How little can I get by with?

March 28, 2011

in Good Marriage, Her Needs

Seth’s post “How much can I get away with?” made me think of that human tendency to do as little as we must to “get by”. While I doubt many are doing it consciously, I think many of us have calculated the minimum we have to do to “get by” with our bride. Some guys do nothing more than that. Some do 10% or 25% more and think they are going above and beyond. Some fall back to that minimum, or some small bit above that minimum, when life gets difficult/busy/stressful. (The last of those is the one of which I have been most guilty.)

How little ... © Nndemidchick | Dreamstime.com

Setting aside the reality that we should love her enough to go WAY beyond the minimum, there are logical fallacies in this behaviour.

  • What we do, and don’t do, is measured in both the short-term and the long-term. The minimum we can get by with in any day is not the amount we can get by with day in and day out. If you keep doing just the minimum, you are okay each day, but you are building up a backlog of “not enough” for the week, month, and year.
  • Even if you stay ahead of the build up of not enough, what if you hit a prolonged difficult/busy/stressful time in your life? You have been “just getting by” so you have no reserves, and now you can’t even do the bare minimum for a time.
  • What if you face a crisis: death of a family member, long-term illness or disease (you, your bride, or one of the kids), or prolonged unemployment? In these situations, couples who have been getting by on “just enough” have very high divorce rates. Those who have been doing far more than the minimum have much better chances of their marriage surviving, and maybe even coming out better than when they started the crisis.
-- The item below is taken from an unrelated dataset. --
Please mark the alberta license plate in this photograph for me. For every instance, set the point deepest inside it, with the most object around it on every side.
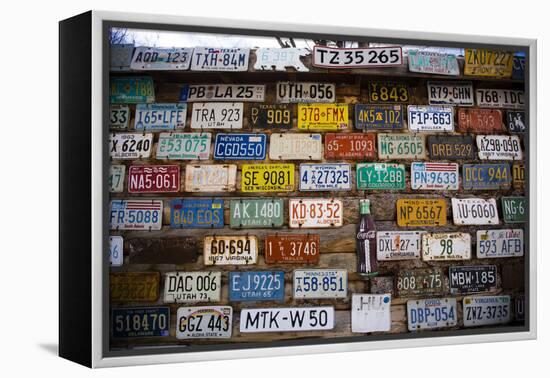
(315, 213)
Image Credit: © Nndemidchick | Dreamstime.com

2 comments
The Generous Husband
The Generous Husband

@John Delcamp - I do see a similarity, but I would put it the other way. Jesus said that if we don't lover our brother, who we have seen, we can't love God, who we have not seen. If I am trying to "just get by" with my bride, then I am probably doing the same, or worse, with God.

John Delcamp
John Delcamp

Don't you think that our relationship with our spouse is a reflection of our relationship with God? If then we only love God with as little as we think we can get by with, we will have the same tendency with our spouse and probably our jobs, etc. But if we love God with ALL as Jesus told us to, then loving and doing for our spouses 100% would come very natural.